Idea: work backwards from N to 1 by inverting operations:  
  – Inverse of X→2X−1 is N→(N+1)/2, corresponding to a type-1 amplifier just before N.  
  – Inverse of X→2X+1 is N→(N−1)/2, corresponding to a type-2 amplifier.  
Since N is odd, both (N±1)/2 are integers. We need the shortest reverse path to 1. A greedy rule works in O(log N) steps:  
  1. While N>1, compute a=(N−1)/2 and b=(N+1)/2.  
  2. Exactly one of a,b is odd (the other even). To stay integer in the next step, pick the odd predecessor:  
     – If a is odd, record “2” and set N←a.  
     – Otherwise b is odd, record “1” and set N←b.  
  3. Repeat until N=1.  
  4. Reverse the recorded operations: this is the forward sequence from 1 to the original N.  
Correctness: always keeps the chain valid (next reverse step has an odd N), and it yields the minimal number of steps because any deviation would force an even intermediate and dead-end.  
Complexity: each step halves N roughly, so O(log N) time and memory.

3. Provided C++ Solution with Detailed Comments  
#include <bits/stdc++.h>  
using namespace std;

// Global variable to hold the target voltage
int n;

// Read input
void read() {
    cin >> n;
}

// Solve the problem
void solve() {
    // If N is even, we can never reach it (we only generate odd voltages)
    if (n % 2 == 0) {
        cout << "No solution\n";
        return;
    }

    // Vector to store the reverse sequence of amplifier types
    // We'll build it from target back to 1, then reverse it.
    vector<int> ans;

    // Work backwards until we reduce N to 1
    while (n > 1) {
        // Candidate previous voltages for each inverse operation
        int minus_op = (n - 1) / 2; // inverse of type-2 forward: X->2X+1
        int plus_op  = (n + 1) / 2; // inverse of type-1 forward: X->2X-1

        // Exactly one of minus_op or plus_op is odd.
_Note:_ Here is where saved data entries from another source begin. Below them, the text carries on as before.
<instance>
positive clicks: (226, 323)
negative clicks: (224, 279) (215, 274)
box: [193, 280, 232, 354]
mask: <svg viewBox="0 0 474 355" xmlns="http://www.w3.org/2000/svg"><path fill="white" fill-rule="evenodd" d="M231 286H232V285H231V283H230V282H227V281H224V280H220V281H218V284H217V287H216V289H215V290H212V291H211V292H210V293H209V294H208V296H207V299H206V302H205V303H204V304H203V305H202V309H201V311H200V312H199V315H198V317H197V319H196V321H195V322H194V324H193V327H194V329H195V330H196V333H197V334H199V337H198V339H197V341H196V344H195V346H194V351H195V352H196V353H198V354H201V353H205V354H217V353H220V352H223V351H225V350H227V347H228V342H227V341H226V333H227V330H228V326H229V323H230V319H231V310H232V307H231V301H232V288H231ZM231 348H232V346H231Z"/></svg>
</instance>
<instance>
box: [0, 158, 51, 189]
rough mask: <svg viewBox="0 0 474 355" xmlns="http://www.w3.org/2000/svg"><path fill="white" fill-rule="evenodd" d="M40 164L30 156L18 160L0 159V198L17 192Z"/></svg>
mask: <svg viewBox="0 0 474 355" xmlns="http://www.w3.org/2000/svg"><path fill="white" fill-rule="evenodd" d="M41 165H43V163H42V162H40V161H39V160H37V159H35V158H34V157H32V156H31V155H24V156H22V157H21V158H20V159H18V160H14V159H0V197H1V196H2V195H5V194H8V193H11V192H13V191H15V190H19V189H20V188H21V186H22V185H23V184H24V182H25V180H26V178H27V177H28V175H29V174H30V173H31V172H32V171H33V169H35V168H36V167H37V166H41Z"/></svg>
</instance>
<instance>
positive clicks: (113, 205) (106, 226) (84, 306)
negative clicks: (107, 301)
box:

We pick the odd one
        // so that the next iteration n remains odd and valid.
        if (minus_op % 2 == 1) {
            // minus_op is odd -> we used type-2 forward to reach n
            ans.push_back(2);
            n = minus_op;
        } else {
            // plus_op must be odd -> we used type-1 forward to reach n
            ans.push_back(1);
            n = plus_op;
        }
    }

    // Reverse to get the forward sequence from 1 to original target
    reverse(ans.begin(), ans.end());

    // Output the number of amplifiers and the sequence
    cout << ans.size() << "\n";
    for (int t : ans) cout << t << " ";
    cout << "\n";
}

int main() {
    ios::sync_with_stdio(false);
    cin.tie(nullptr);

    read();
    solve();
    return 0;
}

4. Python Solution with Detailed Comments  
```python
import sys

def main():
    data = sys.stdin.read().strip().split()
    if not data:
        return
    n = int(data[0])

    # If n is even, no sequence of 2X±1 from 1 can reach it
    if n % 2 == 0:
        print("No solution")
        return

    ops = []  # will store reverse operations
    while n > 1:
        # Compute both possible predecessors
        a = (n - 1) // 2  # from a with type-2 forward gives n = 2a+1
        b = (n + 1) // 2  # from b with type-1 forward gives n = 2b-1

        # Choose the one that remains odd (so next iteration is valid)
        if a % 2 == 1:
            ops.append(2)
            n = a
        else:
            ops.append(1)
            n = b

    # We built ops from target back to 1; reverse to get forward sequence
    ops.reverse()

    # Output result
    print(len(ops))
    if ops:
        print(" ".join(map(str, ops)))

if __name__ == "__main__":
    main()
```

5. Compressed Editorial  
Only odd targets are reachable because every operation yields an odd. Reverse greedily: from N repeatedly pick the inverse that produces an odd predecessor—(N−1)/2 if it’s odd implies forward type 2, otherwise (N+1)/2 implies type 1—until reaching 1. Reverse that list for the forward amplifier sequence. This takes O(log N) time and is optimal.